Some of these numbers should quickly illustrate my point. Every Greek citizen owes the international lenders €27,370. The amount – despite billions in bailouts – is going up. Every last one of these was hailed as The Solution. Maybe we should start calling them Hailouts. Maybe the Bailins to come should be called Loveins. It really doesn’t matter, because it’s all bollocks anyway.
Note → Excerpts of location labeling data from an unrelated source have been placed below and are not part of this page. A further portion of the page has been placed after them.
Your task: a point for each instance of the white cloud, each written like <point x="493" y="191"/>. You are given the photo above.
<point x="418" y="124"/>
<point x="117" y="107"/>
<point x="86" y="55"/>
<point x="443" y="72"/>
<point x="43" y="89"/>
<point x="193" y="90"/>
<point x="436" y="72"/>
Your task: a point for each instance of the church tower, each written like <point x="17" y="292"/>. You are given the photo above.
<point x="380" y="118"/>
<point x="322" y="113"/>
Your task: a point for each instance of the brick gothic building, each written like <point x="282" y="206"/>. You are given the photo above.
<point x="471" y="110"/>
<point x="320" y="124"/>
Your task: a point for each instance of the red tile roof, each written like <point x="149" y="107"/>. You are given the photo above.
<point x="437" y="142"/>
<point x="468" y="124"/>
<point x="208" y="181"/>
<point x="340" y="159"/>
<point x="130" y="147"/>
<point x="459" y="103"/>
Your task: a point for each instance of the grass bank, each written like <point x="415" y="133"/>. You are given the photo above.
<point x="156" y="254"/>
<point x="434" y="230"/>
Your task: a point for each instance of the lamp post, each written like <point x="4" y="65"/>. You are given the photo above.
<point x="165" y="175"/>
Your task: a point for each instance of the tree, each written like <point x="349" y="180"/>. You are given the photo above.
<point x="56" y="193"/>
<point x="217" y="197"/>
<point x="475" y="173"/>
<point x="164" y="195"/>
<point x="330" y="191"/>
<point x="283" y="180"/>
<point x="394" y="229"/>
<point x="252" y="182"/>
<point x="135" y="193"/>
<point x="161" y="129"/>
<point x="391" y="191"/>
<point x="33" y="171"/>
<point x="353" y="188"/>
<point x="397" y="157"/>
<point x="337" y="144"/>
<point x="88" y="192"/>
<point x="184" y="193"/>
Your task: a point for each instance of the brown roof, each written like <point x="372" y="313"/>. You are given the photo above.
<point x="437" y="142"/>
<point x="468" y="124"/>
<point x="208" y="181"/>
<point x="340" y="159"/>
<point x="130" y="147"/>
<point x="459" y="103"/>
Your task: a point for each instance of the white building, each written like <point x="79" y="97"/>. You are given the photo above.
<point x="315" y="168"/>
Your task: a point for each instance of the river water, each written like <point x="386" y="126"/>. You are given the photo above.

Now read this and weep: since the austerity screws started being drilled into every Greek forehead and shop door in early 2010, average Hellenic salaries have slumped by very nearly a quarter. Even worse, the rate of impoverishment is accelerating: from Q1 2012 to Q1 2013, they fell just over 10%. I need someone – a monetarist Friedmanite, or an MEP maybe – to explain to me here why, in a world where rigged and flatlining markets are too busy eating themselves to “decide”, there is a snowball in hell’s chance of half the Greek population avoiding starvation – let alone ‘resuming growth’ in 2014. Who is going to provide the seed capital, given Draghi has emptied Europe of it? Who’s going to do the consuming? Where are the export markets, given that even the Germans are now feeling the pinch? Are the Chinese about to develop a craving for Tahini-free hummus and dipping olive oil? The scenario is nightmare-meets-fantasy through the medium of an early Dali painting.
What I need is some help from Dan Hannan. He knows everything is going to be alright in neocon, debt-guzzling, “booming” America, and I can only assume he’s more optimistic about Greece now, because virtuous and sound Friedmanomics are being applied to those who have been foolishly obeying the siren calls of Reaganomics. And even though Reagan and Friedman were supposed to be on the same side while practising diametrically opposed policies, young Daniel always has the neat quote and the bon mot to save the day. So come on, Danny Boy: stop drivelling about UK Primaries, and lend a hand re this one.
Think of this as an open invitation to guest-blog here…from he who bites your ankles daily, that demmed elusive Iannis Slogolopoulus.